La seconde journée démarre très fort avec Neal Gafter, figure légendaire de Java aujourd’hui chez Microsoft. Gafter retrace l’histoire de ce langage, rappelant ainsi que la dernière version du noyau date de 2006 ! Après avoir évoqué les nouveautés du futur Java 8, il embraye sur l’interopérabilité entre Java et Windows Azure. Le futur de Java dans Azure ? L’intrusion marketing de Microsoft a du mal à passer chez certains irréductibles, mais l’idée fait son chemin chez les autres.
Rob Harrop, de SpringSource, montre ensuite une démo très applaudie de RabbitMQ, un broker de messages multiprotocoles, exploitant entre autres WebSocket. Theo Schlossnagle, de OmniTI, expliquait les bonnes pratiques en matière messaging asynchrone.
Autre moment fort de la journée, Michael Chaize, d’Adobe, tenta de démontrer les bienfaits de Flex 4.5 pour développer des applications mobiles multi-plates-formes iOS, Android et PlayBook. En codant en live un client Twitter en quelques minutes, il a impressionné l’assemblée et converti certains réticents au Flex.
Kohsuke Kawaguchi, de CloudBees, créateur de Hudson puis du fork Jenkins, a eu la tâche de clôturer avec une session sur les principes du build continu et ses pistes d’amélioration. Son fort accent japonais rendait la compréhension parfois difficile.

Des grands absents

On remarquera l’absence des trois grands acteurs du monde Java : Oracle, IBM et Google. Interrogé à ce sujet, Pierre Queinnec de Zenika nous explique qu'ils ont été contactés, mais qu'ils ont décliné l’invitation. Google pour sa part ne sponsorise que ses événements.

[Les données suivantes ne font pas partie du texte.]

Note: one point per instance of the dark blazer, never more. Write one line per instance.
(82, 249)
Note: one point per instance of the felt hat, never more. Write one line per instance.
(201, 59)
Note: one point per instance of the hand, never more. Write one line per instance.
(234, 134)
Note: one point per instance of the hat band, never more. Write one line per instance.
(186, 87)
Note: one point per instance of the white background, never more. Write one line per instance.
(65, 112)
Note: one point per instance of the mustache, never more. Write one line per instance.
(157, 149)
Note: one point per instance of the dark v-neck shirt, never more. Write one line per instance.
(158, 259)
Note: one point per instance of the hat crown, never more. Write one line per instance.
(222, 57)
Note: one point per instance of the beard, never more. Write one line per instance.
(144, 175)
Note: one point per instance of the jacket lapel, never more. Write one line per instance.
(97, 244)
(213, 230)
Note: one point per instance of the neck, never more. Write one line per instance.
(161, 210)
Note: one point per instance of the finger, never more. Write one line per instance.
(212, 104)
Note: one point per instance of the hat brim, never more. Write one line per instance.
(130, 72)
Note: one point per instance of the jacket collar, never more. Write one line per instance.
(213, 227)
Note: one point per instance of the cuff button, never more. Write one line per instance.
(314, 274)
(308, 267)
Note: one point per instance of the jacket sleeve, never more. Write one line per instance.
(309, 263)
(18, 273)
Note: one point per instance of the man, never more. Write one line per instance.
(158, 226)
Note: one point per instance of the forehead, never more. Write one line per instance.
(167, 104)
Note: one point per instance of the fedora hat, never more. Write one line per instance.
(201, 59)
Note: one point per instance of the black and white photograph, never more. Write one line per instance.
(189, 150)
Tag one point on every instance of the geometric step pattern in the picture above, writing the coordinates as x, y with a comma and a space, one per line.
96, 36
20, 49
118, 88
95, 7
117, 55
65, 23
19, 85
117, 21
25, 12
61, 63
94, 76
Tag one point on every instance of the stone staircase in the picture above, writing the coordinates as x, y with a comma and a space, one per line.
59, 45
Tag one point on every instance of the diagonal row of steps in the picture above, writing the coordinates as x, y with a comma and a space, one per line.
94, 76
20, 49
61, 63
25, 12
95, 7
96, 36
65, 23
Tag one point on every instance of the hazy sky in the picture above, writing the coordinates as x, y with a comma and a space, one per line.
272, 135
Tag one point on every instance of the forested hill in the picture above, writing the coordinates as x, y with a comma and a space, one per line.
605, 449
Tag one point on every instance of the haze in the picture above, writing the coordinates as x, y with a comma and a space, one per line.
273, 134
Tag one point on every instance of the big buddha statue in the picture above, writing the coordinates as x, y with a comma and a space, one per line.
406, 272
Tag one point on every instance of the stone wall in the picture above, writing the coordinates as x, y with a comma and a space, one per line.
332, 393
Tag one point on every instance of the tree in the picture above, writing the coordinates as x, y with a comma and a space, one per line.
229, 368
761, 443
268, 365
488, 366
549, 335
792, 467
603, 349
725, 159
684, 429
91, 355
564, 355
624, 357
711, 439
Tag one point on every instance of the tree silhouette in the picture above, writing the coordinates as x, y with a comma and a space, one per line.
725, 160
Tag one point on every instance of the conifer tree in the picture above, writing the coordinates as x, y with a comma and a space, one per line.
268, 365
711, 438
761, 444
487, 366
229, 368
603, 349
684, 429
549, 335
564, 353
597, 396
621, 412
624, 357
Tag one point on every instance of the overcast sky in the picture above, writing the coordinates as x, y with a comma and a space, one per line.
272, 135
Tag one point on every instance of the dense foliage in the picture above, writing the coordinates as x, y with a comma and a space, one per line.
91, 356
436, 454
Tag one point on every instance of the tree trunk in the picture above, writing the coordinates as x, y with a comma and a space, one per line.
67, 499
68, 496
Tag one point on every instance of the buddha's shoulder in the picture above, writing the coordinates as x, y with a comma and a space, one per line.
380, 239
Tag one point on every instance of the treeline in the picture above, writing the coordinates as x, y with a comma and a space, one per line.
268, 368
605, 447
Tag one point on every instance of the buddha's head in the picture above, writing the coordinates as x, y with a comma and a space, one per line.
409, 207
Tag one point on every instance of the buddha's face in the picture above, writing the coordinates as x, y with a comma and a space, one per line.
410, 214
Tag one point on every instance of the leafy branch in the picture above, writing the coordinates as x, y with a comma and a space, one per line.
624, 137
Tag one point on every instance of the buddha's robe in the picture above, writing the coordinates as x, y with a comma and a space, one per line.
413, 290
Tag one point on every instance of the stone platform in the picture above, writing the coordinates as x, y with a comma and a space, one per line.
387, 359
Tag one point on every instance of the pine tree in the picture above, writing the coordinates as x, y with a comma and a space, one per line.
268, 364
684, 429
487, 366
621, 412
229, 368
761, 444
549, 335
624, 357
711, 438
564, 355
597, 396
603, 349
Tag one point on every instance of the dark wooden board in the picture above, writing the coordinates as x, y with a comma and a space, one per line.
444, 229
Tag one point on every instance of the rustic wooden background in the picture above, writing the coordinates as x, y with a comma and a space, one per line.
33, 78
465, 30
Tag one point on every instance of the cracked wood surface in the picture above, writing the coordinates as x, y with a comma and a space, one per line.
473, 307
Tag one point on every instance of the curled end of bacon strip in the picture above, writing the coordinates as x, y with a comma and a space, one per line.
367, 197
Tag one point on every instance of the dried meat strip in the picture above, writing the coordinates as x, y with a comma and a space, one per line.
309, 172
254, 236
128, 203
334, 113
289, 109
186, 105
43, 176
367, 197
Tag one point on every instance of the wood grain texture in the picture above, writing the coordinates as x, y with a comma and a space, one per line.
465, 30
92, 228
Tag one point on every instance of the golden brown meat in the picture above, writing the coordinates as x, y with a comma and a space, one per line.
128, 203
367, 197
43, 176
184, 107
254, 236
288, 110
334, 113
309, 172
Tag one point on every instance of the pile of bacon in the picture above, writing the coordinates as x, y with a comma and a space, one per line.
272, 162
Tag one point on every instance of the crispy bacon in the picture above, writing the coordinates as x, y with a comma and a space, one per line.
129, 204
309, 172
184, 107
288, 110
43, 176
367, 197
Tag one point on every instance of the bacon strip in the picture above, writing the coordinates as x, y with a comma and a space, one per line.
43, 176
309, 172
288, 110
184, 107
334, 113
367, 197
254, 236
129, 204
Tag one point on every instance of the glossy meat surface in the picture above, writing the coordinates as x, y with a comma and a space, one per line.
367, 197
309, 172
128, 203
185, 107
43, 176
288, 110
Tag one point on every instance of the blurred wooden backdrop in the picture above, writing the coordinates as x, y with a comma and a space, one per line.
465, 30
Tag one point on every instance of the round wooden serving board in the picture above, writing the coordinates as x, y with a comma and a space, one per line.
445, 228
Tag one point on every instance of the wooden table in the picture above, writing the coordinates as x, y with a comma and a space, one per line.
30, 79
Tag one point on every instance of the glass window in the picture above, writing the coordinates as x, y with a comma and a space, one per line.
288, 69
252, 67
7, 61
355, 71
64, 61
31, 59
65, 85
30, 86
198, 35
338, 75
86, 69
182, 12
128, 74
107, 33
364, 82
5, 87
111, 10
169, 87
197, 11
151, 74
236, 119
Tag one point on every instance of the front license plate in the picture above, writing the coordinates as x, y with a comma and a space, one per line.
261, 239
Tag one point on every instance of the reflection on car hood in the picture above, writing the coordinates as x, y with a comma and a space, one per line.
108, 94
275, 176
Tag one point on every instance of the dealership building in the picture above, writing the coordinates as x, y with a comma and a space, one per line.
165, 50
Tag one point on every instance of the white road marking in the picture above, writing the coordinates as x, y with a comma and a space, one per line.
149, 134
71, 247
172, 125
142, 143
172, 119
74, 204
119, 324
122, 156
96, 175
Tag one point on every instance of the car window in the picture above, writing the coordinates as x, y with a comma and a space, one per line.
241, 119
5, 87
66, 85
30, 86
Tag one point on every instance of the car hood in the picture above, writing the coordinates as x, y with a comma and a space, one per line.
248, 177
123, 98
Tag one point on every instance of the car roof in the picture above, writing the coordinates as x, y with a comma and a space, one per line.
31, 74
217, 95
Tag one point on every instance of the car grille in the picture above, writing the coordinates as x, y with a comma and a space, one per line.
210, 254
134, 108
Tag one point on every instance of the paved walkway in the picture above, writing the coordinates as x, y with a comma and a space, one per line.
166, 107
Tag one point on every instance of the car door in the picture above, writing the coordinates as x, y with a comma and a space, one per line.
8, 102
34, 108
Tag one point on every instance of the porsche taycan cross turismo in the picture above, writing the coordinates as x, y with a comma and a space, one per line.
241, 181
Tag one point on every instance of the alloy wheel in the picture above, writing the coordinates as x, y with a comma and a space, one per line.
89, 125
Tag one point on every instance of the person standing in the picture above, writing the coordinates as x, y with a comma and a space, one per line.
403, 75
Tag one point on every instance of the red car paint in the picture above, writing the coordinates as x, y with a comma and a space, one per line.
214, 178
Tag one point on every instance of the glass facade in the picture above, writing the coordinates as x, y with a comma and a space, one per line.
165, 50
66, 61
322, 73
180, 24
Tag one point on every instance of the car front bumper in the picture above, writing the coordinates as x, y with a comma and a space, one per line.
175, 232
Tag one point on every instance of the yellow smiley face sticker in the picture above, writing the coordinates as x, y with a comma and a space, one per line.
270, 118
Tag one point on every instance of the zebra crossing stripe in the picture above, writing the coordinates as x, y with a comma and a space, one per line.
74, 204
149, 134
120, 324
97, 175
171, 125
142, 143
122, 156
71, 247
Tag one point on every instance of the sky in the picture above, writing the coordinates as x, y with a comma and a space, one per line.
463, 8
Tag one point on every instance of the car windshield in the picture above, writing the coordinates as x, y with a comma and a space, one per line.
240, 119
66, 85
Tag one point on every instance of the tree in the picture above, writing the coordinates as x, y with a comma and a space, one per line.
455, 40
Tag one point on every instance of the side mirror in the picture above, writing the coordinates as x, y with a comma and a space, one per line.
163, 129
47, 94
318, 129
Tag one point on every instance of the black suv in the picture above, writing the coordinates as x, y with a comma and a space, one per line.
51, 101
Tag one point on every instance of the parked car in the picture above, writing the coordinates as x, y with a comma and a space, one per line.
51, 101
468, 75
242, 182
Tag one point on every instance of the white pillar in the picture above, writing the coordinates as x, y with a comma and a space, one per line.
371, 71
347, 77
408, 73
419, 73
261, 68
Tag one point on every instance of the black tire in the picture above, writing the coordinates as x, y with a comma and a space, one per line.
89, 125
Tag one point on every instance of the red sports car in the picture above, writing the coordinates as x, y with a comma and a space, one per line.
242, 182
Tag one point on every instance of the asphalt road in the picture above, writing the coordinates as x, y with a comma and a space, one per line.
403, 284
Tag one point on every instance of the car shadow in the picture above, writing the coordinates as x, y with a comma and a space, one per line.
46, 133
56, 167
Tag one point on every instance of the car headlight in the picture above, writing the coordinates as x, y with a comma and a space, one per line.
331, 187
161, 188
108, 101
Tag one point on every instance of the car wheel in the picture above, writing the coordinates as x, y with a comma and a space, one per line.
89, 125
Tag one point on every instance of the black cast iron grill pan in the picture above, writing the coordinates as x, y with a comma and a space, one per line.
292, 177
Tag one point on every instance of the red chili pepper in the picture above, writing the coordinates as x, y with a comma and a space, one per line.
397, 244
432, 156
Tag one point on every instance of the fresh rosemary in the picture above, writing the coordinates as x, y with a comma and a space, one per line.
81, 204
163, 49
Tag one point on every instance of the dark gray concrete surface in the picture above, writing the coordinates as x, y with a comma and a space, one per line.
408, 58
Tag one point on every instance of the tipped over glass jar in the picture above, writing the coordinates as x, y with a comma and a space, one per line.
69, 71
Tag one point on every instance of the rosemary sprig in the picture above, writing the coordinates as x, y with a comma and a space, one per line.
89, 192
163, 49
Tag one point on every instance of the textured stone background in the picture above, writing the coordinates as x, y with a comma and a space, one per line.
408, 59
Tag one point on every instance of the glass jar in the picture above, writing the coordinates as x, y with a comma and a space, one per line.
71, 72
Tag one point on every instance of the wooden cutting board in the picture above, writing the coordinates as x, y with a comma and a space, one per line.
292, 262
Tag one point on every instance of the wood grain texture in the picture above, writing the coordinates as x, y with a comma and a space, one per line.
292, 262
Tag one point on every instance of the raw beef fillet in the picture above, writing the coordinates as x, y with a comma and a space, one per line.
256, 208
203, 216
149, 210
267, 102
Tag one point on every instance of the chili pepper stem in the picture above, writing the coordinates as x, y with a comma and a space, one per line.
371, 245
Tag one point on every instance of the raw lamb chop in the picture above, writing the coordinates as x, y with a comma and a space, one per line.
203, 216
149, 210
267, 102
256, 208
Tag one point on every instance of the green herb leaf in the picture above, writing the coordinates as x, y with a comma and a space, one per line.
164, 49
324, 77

Au final, c’est un pari gagné pour Zenika : avec 700 inscrits, 650 participants qui repartent enchantés de la qualité des contenus et pleins d’idées à explorer, What’s Next est un vrai succès. Rendez-vous donc l’année prochaine pour la seconde édition, avec toujours du contenu qui cherche à se démarquer, à innover.